Toyota’s Billion-Dollar India Strategy
Toyota has committed more than US$3 billion to grow its Indian operations.
- The company plans to launch 15 new and refreshed models by 2030 and to increase market share from 8% to 10%.
- A new manufacturing plant in Maharashtra and localization of hybrid component production are part of the expansion.
- Toyota aims to make India a major export base for hybrid and compact vehicles.
Honda and Suzuki Follow Suit
Honda now lists India among its top three global priorities, alongside the US and Japan.
- The company plans to start producing and exporting a next-generation electric vehicle from India by 2027.
- India will serve as a base for both regional and global EV exports.

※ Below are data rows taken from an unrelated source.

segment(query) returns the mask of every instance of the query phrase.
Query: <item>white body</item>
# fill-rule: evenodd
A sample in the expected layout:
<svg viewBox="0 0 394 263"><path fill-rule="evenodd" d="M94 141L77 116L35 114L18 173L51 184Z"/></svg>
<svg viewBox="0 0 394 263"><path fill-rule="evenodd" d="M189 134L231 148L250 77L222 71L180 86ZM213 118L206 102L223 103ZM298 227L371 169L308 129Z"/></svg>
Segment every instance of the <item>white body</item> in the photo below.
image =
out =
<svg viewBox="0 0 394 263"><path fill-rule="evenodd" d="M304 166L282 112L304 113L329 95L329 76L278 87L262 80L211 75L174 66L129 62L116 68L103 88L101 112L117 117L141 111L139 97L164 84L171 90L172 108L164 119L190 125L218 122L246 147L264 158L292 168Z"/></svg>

Suzuki, through Maruti Suzuki India Ltd, already dominates India’s auto market.
- It’s investing about US $8 billion to boost capacity from 2.5 million to 4 million vehicles annually.
- The aim: turn India into a global export hub for Suzuki’s small cars.
A Global Realignment
This collective move shows a clear shift in automotive supply chains.
Japanese direct investment in India’s transport sector has increased sevenfold since 2021, while investment in China’s auto industry has dropped by more than 80 %.
India produced 5 million passenger cars in FY 2024, with 800,000 exported, a 15 % rise from the previous year.
What It Means for Pakistan’s Auto Industry
For Pakistan, this transformation raises serious questions:
- Regional competition: India’s rise as a manufacturing hub may overshadow Pakistan’s relatively small-scale assembly operations.
- Supply-chain pressure: Indian-made parts and vehicles could become cheaper and more accessible for regional markets.
- Export potential: As India expands exports to South Asia and Africa, Pakistan’s ability to develop export-ready vehicles faces new challenges.
Locally, Honda Atlas, Toyota Indus, and Pak Suzuki are still heavily dependent on semi-knocked-down (SKD) or completely knocked-down (CKD) kits imported for assembly. True localization remains limited.
Until Pakistan strengthens its parts manufacturing ecosystem, improves policy stability, and attracts foreign investment, large-scale production or export ambitions may remain out of reach.
The Takeaway
Toyota, Honda, and Suzuki’s pivot to India isn’t just about market size — it’s about manufacturing power and export potential.
For Pakistan’s auto industry, the message is clear: the region is shifting gears, and unless local players and policymakers act fast, Pakistan risks being left idling on the sidelines.